O escuro agora era como uma fumaça que distorcia a visão. A cabeça, doía muito a cabeça de Anabell. Ela levantou-se com certa dificuldade e sentou-se num banquinho. Suas roupas estavam molhadas e pesadas, o lugar era escuro, com apenas uma vela para iluminação. Parecia um depósito. Anabell sentia frio.
Alguém abriu a porta deixando entrar um feixe de luz no lugar.
- Ai, essa luz!
- Você acordou! Como se sente? - era uma mulher, não era jovem como Anabell mas também não era velha.
- Que lugar é esse, quem é você e como cheguei aqui. - Anabell talvez não quisesse realmente usar esse tom imperativo, mas estava com medo.
- Você está em Jan Mayen. Um de nossos homens que chegava no navio te viu boiando no mar.
- Boiando no mar... ?
- Não se preocupe com isso agora, querida. Venha, vamos subir para que troque essas roupas molhadas.
Anabell estava mesmo num depósito. Quando saiu de lá entrou num corredor que dava num bar. As pessoas eram tão obscuras e sujas como o lugar. A mulher levou Anabell para uma escadaria que levava a um segundo andar.
- Espere aqui.
Anabell estava num quarto que parecia feito para uma criança. Um quarto grotesco, mas infantil. A mulher voltou.
- Aqui estão, devem servir para você. Troque sua roupa molhada e durma um pouco. Logo trago comida para você. Se precisar de alguma coisa, estarei lá embaixo. - a mulher beijou-lhe a testa e saiu.
Anabell se trocou e sentou-se na cama. Abriu a cortina. Mar, uma imensidão de água se abria a frente da janela.
"O navio está afundando!"
Ela se lembrou. Agora ela sabia o que tinha acontecido e precisava voltar.

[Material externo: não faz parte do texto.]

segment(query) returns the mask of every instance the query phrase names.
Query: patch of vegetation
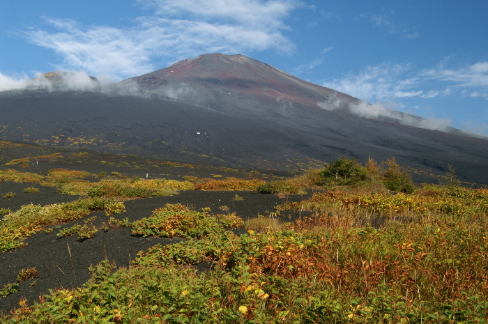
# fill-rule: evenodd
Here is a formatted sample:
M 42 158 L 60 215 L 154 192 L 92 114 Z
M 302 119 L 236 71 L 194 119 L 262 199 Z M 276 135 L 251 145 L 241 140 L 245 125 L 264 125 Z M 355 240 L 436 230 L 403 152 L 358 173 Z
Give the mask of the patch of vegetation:
M 0 222 L 0 252 L 25 246 L 24 238 L 38 233 L 49 225 L 80 219 L 91 210 L 107 209 L 107 214 L 116 213 L 125 210 L 121 202 L 99 198 L 45 206 L 23 206 L 20 210 L 6 215 Z
M 21 269 L 17 275 L 17 281 L 22 282 L 38 277 L 39 277 L 39 271 L 35 268 Z
M 10 198 L 15 198 L 15 196 L 17 196 L 17 195 L 15 194 L 15 192 L 7 192 L 6 194 L 3 194 L 3 199 L 10 199 Z
M 412 193 L 415 190 L 412 179 L 397 163 L 395 157 L 384 162 L 386 169 L 383 172 L 383 182 L 390 190 Z
M 244 198 L 236 194 L 236 195 L 234 197 L 231 198 L 231 200 L 233 200 L 234 201 L 242 201 L 243 200 L 244 200 Z
M 334 185 L 354 185 L 368 179 L 367 170 L 354 159 L 345 156 L 324 164 L 320 172 L 325 183 Z
M 30 172 L 20 172 L 13 169 L 0 170 L 0 180 L 11 181 L 17 183 L 40 183 L 45 177 Z
M 265 217 L 258 215 L 244 222 L 244 228 L 247 231 L 257 232 L 277 231 L 286 229 L 286 226 L 280 220 L 272 217 Z
M 24 190 L 24 192 L 26 194 L 37 194 L 39 192 L 39 188 L 36 187 L 27 187 Z
M 270 217 L 250 219 L 247 233 L 238 236 L 224 228 L 239 227 L 242 219 L 211 215 L 210 208 L 168 204 L 133 224 L 112 217 L 108 229 L 131 226 L 136 235 L 188 240 L 141 252 L 128 268 L 103 261 L 82 288 L 52 291 L 32 307 L 21 302 L 1 321 L 484 323 L 488 190 L 406 190 L 403 170 L 389 161 L 360 166 L 365 179 L 347 172 L 324 177 L 326 166 L 284 180 L 326 186 L 277 206 Z M 397 192 L 386 190 L 388 181 L 402 185 Z M 273 217 L 284 210 L 307 216 L 283 224 Z M 199 263 L 208 270 L 188 267 Z
M 7 297 L 8 295 L 17 293 L 19 292 L 19 283 L 14 282 L 13 284 L 8 284 L 3 286 L 3 288 L 0 289 L 0 297 Z
M 181 204 L 168 203 L 156 209 L 148 218 L 132 224 L 134 236 L 200 238 L 221 233 L 224 227 L 239 227 L 242 219 L 235 215 L 211 216 L 208 211 L 197 212 Z
M 293 194 L 302 193 L 303 191 L 301 188 L 293 185 L 292 183 L 276 180 L 259 185 L 254 190 L 254 192 L 265 194 L 277 194 L 279 193 Z
M 262 180 L 243 180 L 227 178 L 225 180 L 208 180 L 195 186 L 197 190 L 255 190 L 259 185 L 265 183 Z

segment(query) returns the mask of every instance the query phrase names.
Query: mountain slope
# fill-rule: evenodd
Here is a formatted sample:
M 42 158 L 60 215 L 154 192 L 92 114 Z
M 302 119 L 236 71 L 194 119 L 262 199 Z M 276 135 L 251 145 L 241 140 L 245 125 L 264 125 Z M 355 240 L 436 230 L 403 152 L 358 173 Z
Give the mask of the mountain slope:
M 141 90 L 1 92 L 0 139 L 287 170 L 395 156 L 421 171 L 417 181 L 450 163 L 462 180 L 488 182 L 488 141 L 360 117 L 350 107 L 360 100 L 241 55 L 204 55 L 121 84 Z

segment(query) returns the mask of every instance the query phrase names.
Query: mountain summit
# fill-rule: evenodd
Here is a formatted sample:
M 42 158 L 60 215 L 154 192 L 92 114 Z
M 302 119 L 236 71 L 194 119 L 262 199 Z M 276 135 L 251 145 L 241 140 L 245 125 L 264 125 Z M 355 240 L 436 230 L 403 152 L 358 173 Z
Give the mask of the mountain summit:
M 234 168 L 395 157 L 420 170 L 418 182 L 450 164 L 461 180 L 488 183 L 487 141 L 384 108 L 372 114 L 379 107 L 240 54 L 188 59 L 110 91 L 77 87 L 92 84 L 87 76 L 74 81 L 0 92 L 0 139 Z
M 135 82 L 142 90 L 224 111 L 232 111 L 232 106 L 249 109 L 250 103 L 257 107 L 257 100 L 266 106 L 261 107 L 265 109 L 280 107 L 280 102 L 320 108 L 318 103 L 331 100 L 359 102 L 241 54 L 218 53 L 187 59 L 125 82 Z

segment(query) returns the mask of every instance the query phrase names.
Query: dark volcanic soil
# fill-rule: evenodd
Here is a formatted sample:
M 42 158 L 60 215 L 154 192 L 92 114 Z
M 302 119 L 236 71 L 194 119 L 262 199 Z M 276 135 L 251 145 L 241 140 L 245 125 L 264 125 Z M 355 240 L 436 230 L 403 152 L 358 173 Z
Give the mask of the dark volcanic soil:
M 96 153 L 89 155 L 91 159 L 96 157 Z M 22 171 L 45 173 L 46 171 L 54 167 L 63 167 L 69 169 L 86 170 L 91 173 L 97 173 L 110 170 L 122 172 L 129 176 L 143 176 L 148 173 L 152 177 L 162 178 L 165 174 L 167 178 L 181 178 L 184 175 L 190 173 L 199 178 L 211 177 L 211 174 L 217 173 L 218 171 L 225 176 L 229 172 L 240 173 L 240 176 L 245 176 L 245 171 L 222 172 L 222 169 L 204 166 L 193 166 L 193 167 L 165 167 L 167 169 L 146 168 L 146 169 L 128 167 L 116 167 L 114 166 L 102 165 L 99 163 L 89 163 L 89 160 L 84 162 L 71 162 L 70 157 L 72 153 L 66 154 L 63 161 L 47 162 L 41 160 L 38 164 L 33 164 L 30 168 L 20 169 L 18 165 L 10 167 Z M 105 155 L 107 157 L 107 155 Z M 121 157 L 119 157 L 123 160 Z M 137 160 L 138 165 L 143 165 L 144 159 L 132 157 Z M 90 160 L 90 161 L 91 161 Z M 92 161 L 93 162 L 93 161 Z M 151 162 L 153 163 L 153 162 Z M 1 169 L 5 169 L 3 166 Z M 155 170 L 159 171 L 156 175 Z M 252 174 L 256 175 L 255 173 Z M 234 174 L 238 175 L 238 174 Z M 258 176 L 259 176 L 258 174 Z M 272 174 L 261 174 L 263 177 L 273 177 Z M 93 179 L 96 180 L 96 179 Z M 0 194 L 13 192 L 16 196 L 10 199 L 0 198 L 0 208 L 10 208 L 12 210 L 20 208 L 23 205 L 29 203 L 40 204 L 43 206 L 49 203 L 59 203 L 70 201 L 79 198 L 77 196 L 68 196 L 59 194 L 54 188 L 33 185 L 40 189 L 36 194 L 26 194 L 24 189 L 31 186 L 31 183 L 15 183 L 11 182 L 0 183 Z M 232 198 L 236 194 L 243 198 L 242 201 L 234 201 Z M 298 201 L 303 198 L 301 196 L 289 196 L 288 199 Z M 151 197 L 144 199 L 135 199 L 125 202 L 127 212 L 115 215 L 116 218 L 128 217 L 133 222 L 143 217 L 149 217 L 151 212 L 158 208 L 163 207 L 166 203 L 183 203 L 195 210 L 204 207 L 210 207 L 211 213 L 222 213 L 219 207 L 227 206 L 230 212 L 236 212 L 243 219 L 254 217 L 258 215 L 268 215 L 274 210 L 274 207 L 282 203 L 287 199 L 280 199 L 275 195 L 254 194 L 250 192 L 201 192 L 197 190 L 182 191 L 178 195 L 168 197 Z M 100 225 L 109 218 L 103 211 L 92 213 L 87 217 L 97 216 L 94 224 Z M 287 221 L 292 215 L 282 215 L 283 220 Z M 85 217 L 86 219 L 86 217 Z M 118 267 L 128 267 L 131 260 L 137 257 L 139 251 L 146 250 L 156 243 L 161 245 L 172 244 L 180 240 L 178 238 L 140 238 L 130 235 L 129 229 L 119 229 L 107 232 L 99 231 L 93 238 L 84 242 L 77 240 L 77 236 L 68 238 L 59 238 L 56 233 L 59 230 L 74 224 L 84 224 L 84 220 L 79 220 L 61 226 L 54 227 L 54 231 L 47 234 L 43 231 L 27 238 L 25 242 L 28 245 L 22 249 L 18 249 L 8 252 L 0 253 L 0 288 L 7 284 L 15 282 L 17 275 L 21 269 L 36 268 L 39 271 L 39 277 L 29 279 L 20 283 L 20 292 L 11 294 L 6 298 L 0 298 L 0 311 L 8 313 L 16 307 L 19 301 L 26 298 L 29 303 L 38 301 L 39 296 L 48 293 L 48 289 L 73 288 L 80 286 L 90 278 L 89 267 L 95 265 L 100 261 L 107 259 L 114 261 Z M 70 256 L 68 252 L 71 252 Z M 31 286 L 33 284 L 32 286 Z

Ela desceu correndo as escadas, passou pelo bar e abriu abruptamente a porta.
- Maria! - a mulher corria atrás dela.
Havia uma multidão gritando num lugar que parecia um porto em frente a um navio que, ao que parecia, partiria em minutos.
- Maria, onde pensa que vai? - a mulher alcançara Anabell.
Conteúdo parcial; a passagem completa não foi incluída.